Tekst: Ankie Lok | Hoofdfoto: Merlijn Doomerik
Alles mag toeval lijken in het werkzame leven van Peter Kuipers Munneke, maar achteraf valt het allemaal best te verklaren. En dat doet de weerman-meteoroloog-onderzoeker met noordelijke roots graag: systematisch uitzoeken hoe de dingen in elkaar zitten. Al brengt kennis hem soms op glad ijs, want kan hij ook waarschuwen voor klimaatverandering? ‘Ik probeer te spelen met die grens. Maar dat is een continue balanceer-act.’
Miljoenen huiskamers
In de televisiestudio staat hij er eigenlijk nooit bij stil dat hij in enkele miljoenen huiskamers zijn weerbericht afsteekt. ‘De tv-studio is heel klinisch, leeg en stil, een tegenpool van die enorme aantallen. In coronatijd maak ik ’s avonds weleens een wandelingetje en als je dan bij mensen naar binnenkijkt, blijken er heel veel naar hetzelfde programma te kijken. Dan probeer ik me voor te stellen wat ik zou zien als ik tijdens mijn eigen weerpraatje zou rondlopen. Dat is wel een gek idee.’
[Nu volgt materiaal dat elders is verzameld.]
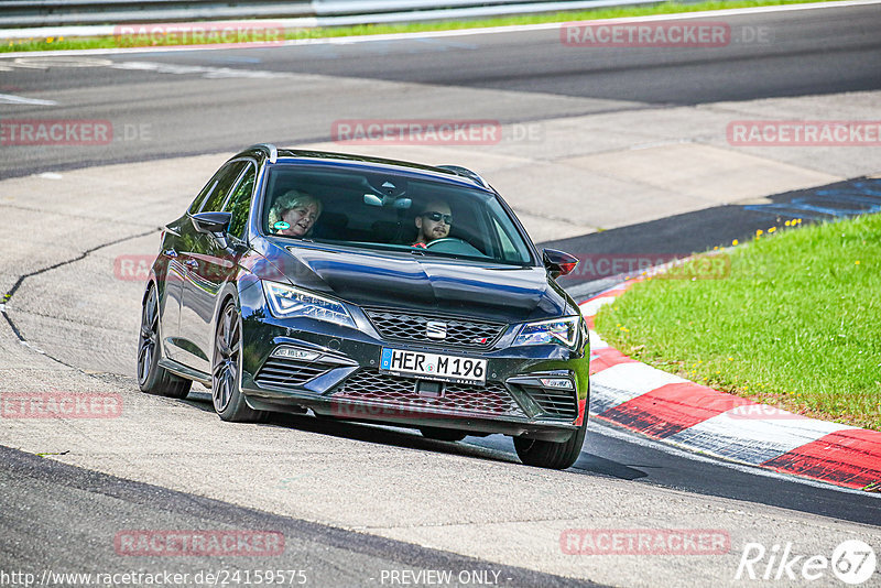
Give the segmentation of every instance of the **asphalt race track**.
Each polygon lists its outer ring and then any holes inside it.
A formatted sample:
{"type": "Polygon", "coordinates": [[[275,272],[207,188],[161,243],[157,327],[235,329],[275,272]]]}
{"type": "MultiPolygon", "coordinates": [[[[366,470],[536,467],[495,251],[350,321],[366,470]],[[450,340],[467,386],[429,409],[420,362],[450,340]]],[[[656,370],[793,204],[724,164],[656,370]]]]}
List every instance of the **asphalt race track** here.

De onalledaagse baan van de NOS-weerman mag volgens Peter Kuipers Munneke dan toeval zijn geweest – hij besloot gewoon mee te doen aan de screentest – maar met de kennis van nu speelde er van alles door zijn hoofd dat uiteindelijk allemaal samenviel, vertelt hij.
‘Ik wilde eerst piloot worden en de KLM-opleiding gaan doen in Eelde. Maar als piloot ben je eigenlijk een buschauffeur in de lucht. Dat sprak me bij nader inzien niet zo aan.’
Wel had hij een ‘enorme voorliefde voor aardrijkskunde en alles wat met de wereld te maken had’, en hij had plezier in de bètavakken. Via een omweg bij sociale geografie werd het uiteindelijk natuurkunde. ‘In mijn studie ben ik vervolgens toch weer naar geofysica, meteorologie en klimaat toe bewogen. Daar waar de exacte vakken de aarde ontmoeten.’
37 keer droog
De noorderling heeft een bijzondere band met Drenthe én Groningen, vanwege de woonplaats uit zijn jeugd: Zuidlaren. ‘Op kaartjes zie je dat de kop van Drenthe cultureel-historisch tot Groningen wordt gerekend. Hoewel ik een groot deel van mijn leven in Drenthe heb gewoond, voel ik mij toch meer Groninger. Ik denk dat veel Zuidlaarders dat zo ervaren.’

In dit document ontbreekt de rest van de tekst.